The comparison of all these studies is difficult because of differences in populations included, definition of DILI, follow-up and the statistical methods used. In addition, the ROC and other quantitative measures determined in each of the studies have been ascertained in a variety of different ways such that cross-study comparisons of their performance characteristics are highly limited. It is worth noting that some of these scores highlight the presence of findings with metrics that signify advancing liver injury while this is not the case for Hy's law. Hence, the reliability of these scores is different and they cannot be strictly compared. Furthermore, Hy's law, although primarily useful for predicting liability of drugs in clinical drug development, is also being used in the post-marketing setting (Registry studies) for prediction of severe outcome. To overcome some of these limitations, the scores discussed in this review should be prospectively validated in similar cohorts of DILI patients with common diagnostic criteria to obtain comparable and more reliable results.

Predicting Chronicity

The ability to predict those DILI patients in whom the injury will peb rpetuate and become chronic is an important task for clinicians. The first difficulty, however, is to reach a consensus on what chronic DILI is.

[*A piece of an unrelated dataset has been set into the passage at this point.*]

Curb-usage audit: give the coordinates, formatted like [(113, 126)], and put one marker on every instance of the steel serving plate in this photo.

A former international consensus meeting defined chronic DILI as perpetuating liver damage after 3 months of drug withdrawal,[74] whereas the DILIN group advocated for 6 months,[8,75] and a consensus of DILI experts in 2011 recommended persistence of liver test abnormalities more than 3 and 6 months for hepatocellular and cholestatic/mixed liver damage, respectively.[16] Because these definitions were not evidence based, the Spanish DILI Registry undertook a prospective follow-up study with rigorous exclusion criteria to avoid confounding factors in 298 DILI patients. This study demonstrated that the best cut-off point for defining chronicity was the persistence of liver tests alterations 1 year after drug discontinuation independent of the type of liver injury (hepatocellular, cholestatic or mixed).[13] Reported risk factors for chronic DILI have been older age,[13] females,[13,17,75] diabetes,[13,75,76] dyslipidaemia, hypertension and use of statins.[13] Because the elderly have a higher prevalence of metabolic syndrome, it is possible that this can account for an increased risk of chronicity rather than the older age itself. Similarly, the use of statins as a risk factor for chronic DILI could be a reflection of the presence of dyslipidaemia in this group of patients or the result of an immune response triggered by these drugs as they have been associated with drug-induced AIH.[77]

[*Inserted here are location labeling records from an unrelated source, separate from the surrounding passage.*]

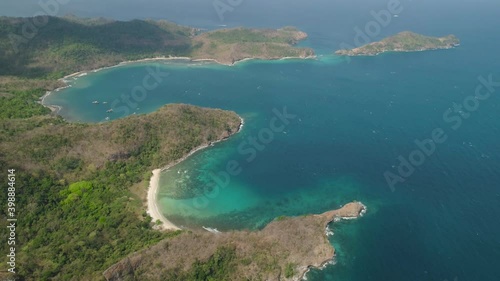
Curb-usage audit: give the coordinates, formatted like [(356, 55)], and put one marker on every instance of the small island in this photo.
[(228, 46), (403, 42)]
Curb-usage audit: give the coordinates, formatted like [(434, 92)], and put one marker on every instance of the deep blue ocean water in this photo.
[(353, 118)]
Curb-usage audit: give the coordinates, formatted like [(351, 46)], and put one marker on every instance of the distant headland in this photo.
[(286, 249), (403, 42)]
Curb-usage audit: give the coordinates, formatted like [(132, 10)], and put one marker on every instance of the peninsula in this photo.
[(284, 250), (403, 42)]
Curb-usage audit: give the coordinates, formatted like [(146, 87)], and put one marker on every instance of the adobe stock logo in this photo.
[(249, 148), (454, 117)]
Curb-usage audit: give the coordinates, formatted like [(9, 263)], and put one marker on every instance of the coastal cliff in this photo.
[(286, 249), (228, 46)]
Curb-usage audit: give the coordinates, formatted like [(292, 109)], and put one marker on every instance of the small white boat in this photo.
[(213, 230)]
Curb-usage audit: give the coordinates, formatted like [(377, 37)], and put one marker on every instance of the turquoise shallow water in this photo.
[(353, 118)]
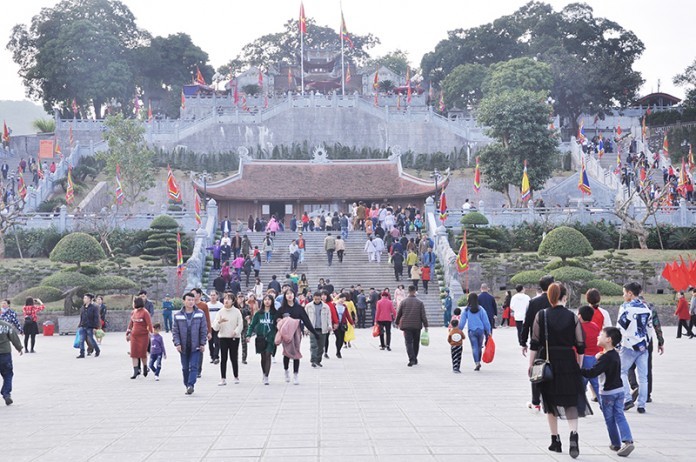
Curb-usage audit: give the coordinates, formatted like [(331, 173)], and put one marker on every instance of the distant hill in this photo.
[(19, 116)]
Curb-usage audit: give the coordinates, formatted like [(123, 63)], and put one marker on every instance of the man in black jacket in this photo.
[(89, 320), (535, 305)]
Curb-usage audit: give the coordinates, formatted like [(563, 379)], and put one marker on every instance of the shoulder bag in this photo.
[(542, 370)]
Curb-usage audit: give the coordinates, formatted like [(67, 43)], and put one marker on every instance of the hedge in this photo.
[(45, 293)]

Other risk factors for chronic DILI are jaundice at presentation[13] and need for hospitalization.[13,75] These findings probably reflect that more severe liver damage need longer time to resolve. Increased ALP values at DILI onset has also been identified as a risk factor for chronicity.[13,76] Furthermore, Medina-Cáliz et al developed a prognostic model for chronicity based on values of ALP and TBL, showing that persistently elevated TBL (>2.8 × ULN) and ALP (>1.1 × ULN) in the second month from DILI onset predict increased risk of chronic DILI.[13]